The perceptions of environmental impact appear exaggerated on the basis of the research undertaken on such impacts (both for mountain bikes and for recreation use in general). Perceptions of safety hazard from mountain biking appear to reflect concern about the presence of mountain bikes and the possible hazards. In areas of high interaction between walkers and mountain bikes, actual accidents appeared very rare. However, the potential for hazard from the irresponsible behaviour of some riders was widely acknowledged. Generally, both these types of perceptions appeared to be associated with general feelings of disapproval toward mountain biking by walkers, and that it is an `inappropriate' activity on tracks used for walking.

The situations where walkers perceived that mountain biking was `inappropriate' appear to represent a tendency to perceptually associate mountain biking with `motorised' activity groups. In the extensive research documenting perceived conflict between `motorised' and `non-motorised' groups, the differences in activity type represented fundamental differences in user characteristics, behaviour, motivations, preferences, and environmental attitudes. However, despite strong walker perceptions to the contrary, the differences arising between walkers and mountain bike riders were much more subtle. Associating mountain bike riders with the types of characteristics commonly associated with `motorised' users was misleading.

Another finding from this conflict research was that the recreation experiences of `non-motorised' types of users were more susceptible to disturbance than were those of `motorised' types of users. This reflected their different activity motivations and expectations. It appears that this situation exists for walkers, when considering how they feel about real or potential encounters with mountain bikes. There is also some suggestion that over time, as more actual experience of mountain bikes is achieved, some decrease of conflict perceptions does occur. However, research to date is insufficient to draw conclusions.

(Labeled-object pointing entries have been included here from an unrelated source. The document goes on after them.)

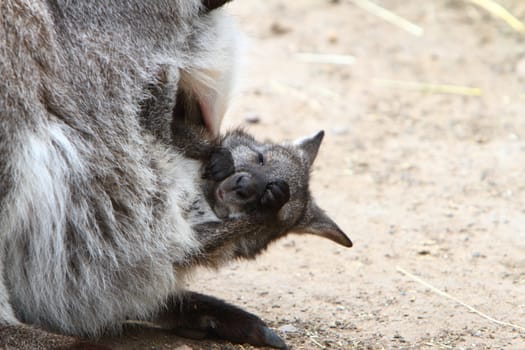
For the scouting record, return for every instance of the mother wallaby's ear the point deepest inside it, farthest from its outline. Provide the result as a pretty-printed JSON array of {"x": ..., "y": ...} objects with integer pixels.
[
  {"x": 211, "y": 5},
  {"x": 310, "y": 146},
  {"x": 316, "y": 222}
]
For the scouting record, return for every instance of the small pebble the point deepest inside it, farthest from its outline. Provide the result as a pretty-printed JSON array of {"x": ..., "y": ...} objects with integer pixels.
[
  {"x": 279, "y": 29},
  {"x": 340, "y": 130}
]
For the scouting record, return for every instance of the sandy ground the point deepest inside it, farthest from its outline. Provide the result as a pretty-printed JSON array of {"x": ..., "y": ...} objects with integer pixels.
[{"x": 427, "y": 182}]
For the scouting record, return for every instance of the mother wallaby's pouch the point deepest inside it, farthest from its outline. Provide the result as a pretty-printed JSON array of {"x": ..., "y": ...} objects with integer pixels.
[{"x": 89, "y": 191}]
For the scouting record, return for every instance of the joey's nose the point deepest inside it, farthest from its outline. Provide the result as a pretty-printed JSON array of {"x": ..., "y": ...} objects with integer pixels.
[
  {"x": 242, "y": 188},
  {"x": 245, "y": 187}
]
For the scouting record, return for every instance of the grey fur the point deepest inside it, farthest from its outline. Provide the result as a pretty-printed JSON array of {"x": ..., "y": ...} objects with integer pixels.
[
  {"x": 90, "y": 219},
  {"x": 101, "y": 215}
]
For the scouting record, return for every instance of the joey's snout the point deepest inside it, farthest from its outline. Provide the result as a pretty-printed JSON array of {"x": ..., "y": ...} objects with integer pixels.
[
  {"x": 243, "y": 191},
  {"x": 240, "y": 189}
]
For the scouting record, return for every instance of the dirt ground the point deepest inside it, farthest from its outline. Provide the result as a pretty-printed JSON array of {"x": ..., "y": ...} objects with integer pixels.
[{"x": 423, "y": 179}]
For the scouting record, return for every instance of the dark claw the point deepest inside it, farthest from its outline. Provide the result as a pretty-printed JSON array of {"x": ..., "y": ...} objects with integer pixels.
[
  {"x": 220, "y": 165},
  {"x": 273, "y": 340},
  {"x": 276, "y": 195}
]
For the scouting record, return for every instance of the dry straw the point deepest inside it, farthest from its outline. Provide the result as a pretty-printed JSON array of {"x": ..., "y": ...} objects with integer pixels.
[
  {"x": 448, "y": 296},
  {"x": 502, "y": 13},
  {"x": 389, "y": 16}
]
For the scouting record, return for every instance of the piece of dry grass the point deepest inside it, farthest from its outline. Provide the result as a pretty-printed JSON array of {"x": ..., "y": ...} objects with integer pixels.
[
  {"x": 429, "y": 88},
  {"x": 502, "y": 13},
  {"x": 448, "y": 296},
  {"x": 325, "y": 58},
  {"x": 389, "y": 16}
]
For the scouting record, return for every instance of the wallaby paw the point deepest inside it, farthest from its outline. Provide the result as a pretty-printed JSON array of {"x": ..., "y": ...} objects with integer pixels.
[
  {"x": 271, "y": 339},
  {"x": 220, "y": 165},
  {"x": 275, "y": 195}
]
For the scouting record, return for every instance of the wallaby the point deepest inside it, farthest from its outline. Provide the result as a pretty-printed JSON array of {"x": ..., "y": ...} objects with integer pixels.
[{"x": 103, "y": 212}]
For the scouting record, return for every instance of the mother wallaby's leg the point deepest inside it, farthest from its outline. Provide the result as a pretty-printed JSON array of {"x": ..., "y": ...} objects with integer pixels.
[{"x": 198, "y": 316}]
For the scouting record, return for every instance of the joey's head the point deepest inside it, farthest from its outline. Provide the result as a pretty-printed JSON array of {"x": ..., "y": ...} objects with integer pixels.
[{"x": 268, "y": 188}]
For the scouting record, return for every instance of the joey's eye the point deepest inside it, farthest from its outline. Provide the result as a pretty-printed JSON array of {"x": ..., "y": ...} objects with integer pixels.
[{"x": 260, "y": 158}]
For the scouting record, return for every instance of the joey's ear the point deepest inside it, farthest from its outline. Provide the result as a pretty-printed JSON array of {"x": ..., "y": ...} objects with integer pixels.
[
  {"x": 316, "y": 222},
  {"x": 310, "y": 146},
  {"x": 211, "y": 5}
]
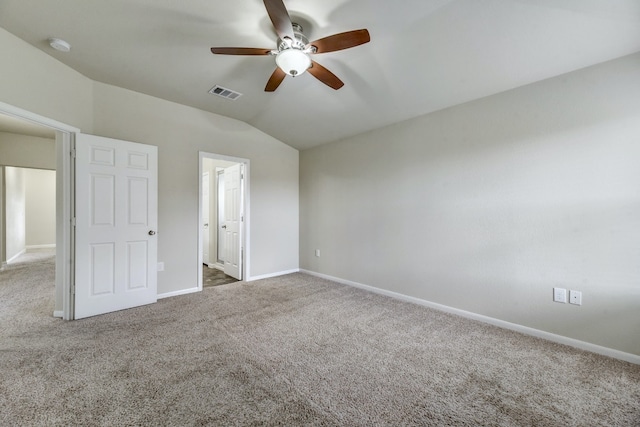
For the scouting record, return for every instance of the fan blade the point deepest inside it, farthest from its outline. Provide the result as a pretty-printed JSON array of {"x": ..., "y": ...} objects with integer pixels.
[
  {"x": 240, "y": 51},
  {"x": 274, "y": 81},
  {"x": 341, "y": 41},
  {"x": 325, "y": 76},
  {"x": 280, "y": 18}
]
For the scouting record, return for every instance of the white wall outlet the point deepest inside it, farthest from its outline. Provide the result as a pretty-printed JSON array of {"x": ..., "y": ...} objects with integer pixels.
[
  {"x": 560, "y": 295},
  {"x": 575, "y": 297}
]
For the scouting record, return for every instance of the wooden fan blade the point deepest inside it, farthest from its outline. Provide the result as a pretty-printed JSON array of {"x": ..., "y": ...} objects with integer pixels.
[
  {"x": 274, "y": 81},
  {"x": 341, "y": 41},
  {"x": 325, "y": 76},
  {"x": 280, "y": 18},
  {"x": 240, "y": 51}
]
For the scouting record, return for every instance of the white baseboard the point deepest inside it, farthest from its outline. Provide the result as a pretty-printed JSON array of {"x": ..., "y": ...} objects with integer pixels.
[
  {"x": 13, "y": 258},
  {"x": 177, "y": 293},
  {"x": 582, "y": 345},
  {"x": 270, "y": 275}
]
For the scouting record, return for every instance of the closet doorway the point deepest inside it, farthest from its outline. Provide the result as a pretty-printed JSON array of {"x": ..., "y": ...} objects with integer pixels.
[{"x": 223, "y": 219}]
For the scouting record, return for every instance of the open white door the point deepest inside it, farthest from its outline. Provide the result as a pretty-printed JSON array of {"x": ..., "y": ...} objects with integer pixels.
[
  {"x": 233, "y": 216},
  {"x": 116, "y": 220}
]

1.2.3 Demand for Recreation Settings and Experiences

Different activity motivations, and perceptions of the different motivations of other users, were considered to be very important in the development of recreation conflicts. However, almost no research on the characteristics, motivations and preferences of mountain bike riders has been done. When considering how to deal with mountain bike issues, and possible provision of opportunities for mountain biking, managers have had only anecdotal comments and observations to guide their judgements.

From the limited material available, it was apparent that mountain bike riders desired a variety of riding conditions. Important components often included riding in natural forested settings, experiencing scenery, and being challenged. There also appeared to be some variation in these preferences between riders with different levels of off-road riding experience.

Given the importance attributed to the role of activity preferences in the development of recreation conflict, and the need for managers to have information on mountain biking demand, this study was directed at providing a comprehensive view of rider preferences for recreation settings and experiences. Assessment of social impacts was not the focus of this study as other work is currently underway for the Department (Horn, 1994), and this type of information is more readily available from other sources. Assessment of physical impacts was not addressed as it represents a different research field, and is likely to be included in general impact assessment work being considered by the Department.

1.3 Objectives of this study

The objectives of this study were to:

- provide a profile of mountain bike rider characteristics;

- describe their preferences for recreation settings and experiences;

- determine their attitudes toward key management issues; and

- make recommendations for management options and future research needs.

The results from addressing these questions are presented in Sections 3-5, with subsequent discussion and recommendations in Sections 6 and 7. Additional analyses are presented in the Appendices. It is anticipated that those with greater interest in any of these more detailed areas will refer to the appropriate appendix.